Brain structural analysis

To identify differences across the four groups (HC, MDD, BD, SSD), smoothed GMVs were applied using a whole brain 1×4 design in SPM (v6906) running under Matlab (R2017a). Post-hoc tests between two respective groups were performed to investigate significant differences. To identify commonly altered areas across the three diagnoses vs. healthy participants, we performed a conjunction analysis. Conjunction analysis allows the identification of overlap in GMV alterations in single diagnosis vs. control comparisons. The conjunction analysis used here was defined as follows: HC > MDD ∩ HC > BD ∩ HC > SSD. As conjunction analysis is known to be conservative, we opted for a region of interest (ROI)-based approach which included previously identified ROIs reported in the meta-analysis [2] in MDD, BD, and SSD patients by Goodkind et al. (2015) [2]. These ROIs were the bilateral insulae, thalamus, ACC, left amygdala, and left hippocampus. Using the Dartel space neuromorphometrics atlas in CAT12, we created one mask that included these anatomical ROIs. We have also included an exploratory whole-brain conjunction analysis in the Supplement.

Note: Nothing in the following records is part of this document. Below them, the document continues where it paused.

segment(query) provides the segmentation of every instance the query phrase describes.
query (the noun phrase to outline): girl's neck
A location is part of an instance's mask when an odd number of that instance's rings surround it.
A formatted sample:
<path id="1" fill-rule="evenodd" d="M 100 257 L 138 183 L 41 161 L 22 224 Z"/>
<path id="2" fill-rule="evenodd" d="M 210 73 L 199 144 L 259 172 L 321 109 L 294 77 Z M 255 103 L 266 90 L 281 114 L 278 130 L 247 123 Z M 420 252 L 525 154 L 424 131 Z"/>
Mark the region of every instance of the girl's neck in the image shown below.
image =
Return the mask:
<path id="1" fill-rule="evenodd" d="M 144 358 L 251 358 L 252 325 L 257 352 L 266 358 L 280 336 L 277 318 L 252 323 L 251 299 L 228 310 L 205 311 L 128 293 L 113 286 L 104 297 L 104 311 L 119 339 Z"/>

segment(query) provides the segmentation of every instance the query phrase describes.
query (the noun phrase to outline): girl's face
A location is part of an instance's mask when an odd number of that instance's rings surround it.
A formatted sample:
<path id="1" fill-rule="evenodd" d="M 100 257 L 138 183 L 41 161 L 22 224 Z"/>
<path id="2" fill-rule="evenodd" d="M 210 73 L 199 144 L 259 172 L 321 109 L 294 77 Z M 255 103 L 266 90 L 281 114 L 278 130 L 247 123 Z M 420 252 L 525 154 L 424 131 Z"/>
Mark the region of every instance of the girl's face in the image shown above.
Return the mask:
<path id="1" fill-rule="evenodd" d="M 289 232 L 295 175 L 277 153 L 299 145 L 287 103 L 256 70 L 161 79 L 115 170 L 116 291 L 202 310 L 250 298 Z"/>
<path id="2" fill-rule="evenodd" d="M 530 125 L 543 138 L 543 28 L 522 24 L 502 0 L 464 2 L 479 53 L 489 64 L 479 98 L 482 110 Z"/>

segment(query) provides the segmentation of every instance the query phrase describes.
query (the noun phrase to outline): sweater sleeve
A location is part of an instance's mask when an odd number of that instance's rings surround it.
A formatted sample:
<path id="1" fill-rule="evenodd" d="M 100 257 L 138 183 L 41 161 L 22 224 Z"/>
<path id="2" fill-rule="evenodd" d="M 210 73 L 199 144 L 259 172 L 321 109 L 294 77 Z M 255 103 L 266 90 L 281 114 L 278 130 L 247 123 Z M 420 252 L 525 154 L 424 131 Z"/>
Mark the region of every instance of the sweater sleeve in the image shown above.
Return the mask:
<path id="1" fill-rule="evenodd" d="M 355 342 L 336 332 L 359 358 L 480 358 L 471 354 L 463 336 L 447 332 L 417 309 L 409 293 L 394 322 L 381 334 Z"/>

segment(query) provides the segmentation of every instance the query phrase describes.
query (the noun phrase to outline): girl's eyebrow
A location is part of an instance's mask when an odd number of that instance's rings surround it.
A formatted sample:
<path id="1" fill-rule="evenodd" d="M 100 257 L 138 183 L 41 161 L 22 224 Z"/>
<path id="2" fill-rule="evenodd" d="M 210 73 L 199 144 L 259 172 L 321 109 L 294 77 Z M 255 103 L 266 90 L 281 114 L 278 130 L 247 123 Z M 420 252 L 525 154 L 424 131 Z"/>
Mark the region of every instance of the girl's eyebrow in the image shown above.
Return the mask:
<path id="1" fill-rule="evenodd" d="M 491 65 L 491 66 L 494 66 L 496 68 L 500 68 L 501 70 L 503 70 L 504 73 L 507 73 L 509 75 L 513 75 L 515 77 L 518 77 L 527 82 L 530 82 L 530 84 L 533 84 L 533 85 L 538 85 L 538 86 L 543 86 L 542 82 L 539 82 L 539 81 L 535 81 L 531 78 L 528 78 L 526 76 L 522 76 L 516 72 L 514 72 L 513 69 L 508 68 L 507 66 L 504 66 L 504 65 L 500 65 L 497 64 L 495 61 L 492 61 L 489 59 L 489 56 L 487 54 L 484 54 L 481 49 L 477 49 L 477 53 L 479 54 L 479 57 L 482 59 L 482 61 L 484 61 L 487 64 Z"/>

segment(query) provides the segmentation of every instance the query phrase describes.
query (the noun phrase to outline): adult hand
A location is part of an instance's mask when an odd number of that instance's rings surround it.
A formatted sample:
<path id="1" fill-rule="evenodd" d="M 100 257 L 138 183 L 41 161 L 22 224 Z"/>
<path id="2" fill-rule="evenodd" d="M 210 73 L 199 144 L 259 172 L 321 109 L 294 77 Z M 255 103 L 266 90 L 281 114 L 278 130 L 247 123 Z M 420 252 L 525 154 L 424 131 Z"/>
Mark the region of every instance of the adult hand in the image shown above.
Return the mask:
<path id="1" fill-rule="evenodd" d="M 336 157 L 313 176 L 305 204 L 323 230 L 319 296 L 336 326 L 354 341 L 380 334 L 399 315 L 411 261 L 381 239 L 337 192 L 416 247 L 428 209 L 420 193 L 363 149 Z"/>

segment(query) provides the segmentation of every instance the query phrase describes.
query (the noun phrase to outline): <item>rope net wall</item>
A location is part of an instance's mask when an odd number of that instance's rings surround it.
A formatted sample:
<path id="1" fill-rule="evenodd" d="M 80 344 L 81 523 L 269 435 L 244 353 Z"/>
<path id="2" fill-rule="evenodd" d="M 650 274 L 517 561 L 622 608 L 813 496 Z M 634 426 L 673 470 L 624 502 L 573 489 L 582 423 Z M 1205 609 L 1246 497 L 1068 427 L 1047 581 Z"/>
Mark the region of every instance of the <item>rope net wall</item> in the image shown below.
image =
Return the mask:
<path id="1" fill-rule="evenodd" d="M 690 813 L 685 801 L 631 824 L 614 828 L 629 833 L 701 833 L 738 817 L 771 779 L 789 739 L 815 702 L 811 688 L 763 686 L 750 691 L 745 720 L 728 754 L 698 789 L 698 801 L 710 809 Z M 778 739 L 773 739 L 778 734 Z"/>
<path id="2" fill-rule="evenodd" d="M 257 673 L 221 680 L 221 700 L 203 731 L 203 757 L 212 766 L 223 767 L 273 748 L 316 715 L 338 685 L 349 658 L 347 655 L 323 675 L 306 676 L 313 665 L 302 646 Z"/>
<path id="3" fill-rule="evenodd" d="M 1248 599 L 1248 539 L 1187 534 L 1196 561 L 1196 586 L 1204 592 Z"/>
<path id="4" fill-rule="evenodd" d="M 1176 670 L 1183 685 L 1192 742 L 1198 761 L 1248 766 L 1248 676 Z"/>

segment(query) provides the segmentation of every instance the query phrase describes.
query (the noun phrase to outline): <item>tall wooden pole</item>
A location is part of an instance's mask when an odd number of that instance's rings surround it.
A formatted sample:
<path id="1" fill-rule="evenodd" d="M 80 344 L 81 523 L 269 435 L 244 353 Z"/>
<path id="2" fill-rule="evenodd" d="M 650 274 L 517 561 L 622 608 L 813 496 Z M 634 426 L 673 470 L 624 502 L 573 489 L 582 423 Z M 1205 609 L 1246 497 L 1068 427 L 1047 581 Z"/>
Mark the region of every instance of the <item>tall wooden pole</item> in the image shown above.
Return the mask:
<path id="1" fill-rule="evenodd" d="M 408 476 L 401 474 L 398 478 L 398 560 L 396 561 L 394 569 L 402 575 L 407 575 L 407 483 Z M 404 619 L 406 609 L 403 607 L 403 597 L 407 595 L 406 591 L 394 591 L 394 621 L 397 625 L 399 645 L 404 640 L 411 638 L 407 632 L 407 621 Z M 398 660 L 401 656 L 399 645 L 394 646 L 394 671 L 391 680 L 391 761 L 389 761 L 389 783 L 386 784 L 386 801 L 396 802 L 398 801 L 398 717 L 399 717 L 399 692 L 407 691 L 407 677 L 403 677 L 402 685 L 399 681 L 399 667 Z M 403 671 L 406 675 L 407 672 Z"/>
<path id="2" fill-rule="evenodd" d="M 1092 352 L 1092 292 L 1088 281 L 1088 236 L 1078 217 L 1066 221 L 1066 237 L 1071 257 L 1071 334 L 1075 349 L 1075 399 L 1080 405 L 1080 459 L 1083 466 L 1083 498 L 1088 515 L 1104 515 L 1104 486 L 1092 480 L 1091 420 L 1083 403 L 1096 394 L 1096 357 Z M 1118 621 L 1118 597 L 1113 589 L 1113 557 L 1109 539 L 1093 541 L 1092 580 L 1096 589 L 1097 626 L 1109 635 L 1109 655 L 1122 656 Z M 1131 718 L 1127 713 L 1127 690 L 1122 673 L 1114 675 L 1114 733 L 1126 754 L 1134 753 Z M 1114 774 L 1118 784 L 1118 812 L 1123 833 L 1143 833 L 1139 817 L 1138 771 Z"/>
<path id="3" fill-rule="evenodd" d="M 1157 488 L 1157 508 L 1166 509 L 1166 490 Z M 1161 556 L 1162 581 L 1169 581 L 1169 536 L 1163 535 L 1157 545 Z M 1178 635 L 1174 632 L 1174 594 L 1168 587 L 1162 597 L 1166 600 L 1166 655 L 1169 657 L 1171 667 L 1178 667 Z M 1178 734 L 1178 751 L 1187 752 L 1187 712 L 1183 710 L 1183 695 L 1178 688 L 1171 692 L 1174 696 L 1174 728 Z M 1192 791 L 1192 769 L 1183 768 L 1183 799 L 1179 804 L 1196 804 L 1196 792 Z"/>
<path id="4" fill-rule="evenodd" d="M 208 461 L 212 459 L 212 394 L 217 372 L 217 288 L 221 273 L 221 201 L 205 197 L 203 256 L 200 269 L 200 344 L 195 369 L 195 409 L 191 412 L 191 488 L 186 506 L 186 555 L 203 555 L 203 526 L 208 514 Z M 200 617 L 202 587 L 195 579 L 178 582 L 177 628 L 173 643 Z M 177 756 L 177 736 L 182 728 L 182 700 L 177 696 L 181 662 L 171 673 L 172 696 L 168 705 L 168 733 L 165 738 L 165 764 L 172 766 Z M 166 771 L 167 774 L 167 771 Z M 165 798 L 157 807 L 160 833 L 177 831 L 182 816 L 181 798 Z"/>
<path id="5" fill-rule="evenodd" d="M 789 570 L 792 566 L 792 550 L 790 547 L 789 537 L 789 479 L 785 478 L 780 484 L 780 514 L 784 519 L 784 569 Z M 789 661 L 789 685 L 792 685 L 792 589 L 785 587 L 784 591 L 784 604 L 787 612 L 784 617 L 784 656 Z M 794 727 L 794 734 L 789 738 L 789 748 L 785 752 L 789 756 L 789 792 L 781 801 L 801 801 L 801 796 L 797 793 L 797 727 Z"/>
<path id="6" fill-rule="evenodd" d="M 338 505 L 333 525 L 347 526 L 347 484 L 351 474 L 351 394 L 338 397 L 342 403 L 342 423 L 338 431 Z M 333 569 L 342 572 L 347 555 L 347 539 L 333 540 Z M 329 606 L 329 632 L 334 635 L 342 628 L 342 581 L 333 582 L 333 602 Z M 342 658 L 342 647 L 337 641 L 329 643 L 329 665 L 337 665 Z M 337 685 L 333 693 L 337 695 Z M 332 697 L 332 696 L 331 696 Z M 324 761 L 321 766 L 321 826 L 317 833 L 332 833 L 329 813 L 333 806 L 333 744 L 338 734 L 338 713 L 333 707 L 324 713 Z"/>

The covariates age, sex, and total intracranial volume (TIV) were used in all analyses. MRI data were acquired at two sites. As recommended by the MRI quality assurance protocol of the FOR2107 cohort, we used two dummy-coded variables accounting for the change of a body coil and site (Marburg pre body coil: yes/no, Marburg post body coil: yes/no, and Münster as reference category [52]). Following the CAT12 recommendations (http://dbm.neuro.uni-jena.de/cat/), threshold masking with a value of 0.1 was applied for all analyses to exclude non-brain areas. Results were considered significant at p < 0.05 cluster-level family wise error-corrected (FWE) for multiple comparisons after an initial threshold of p < 0.001 uncorrected, with a cluster extend threshold of k > 10. Significant clusters were labelled using the Dartel space Neuromorphometrics atlas (http://www.neuromorphometrics.com/).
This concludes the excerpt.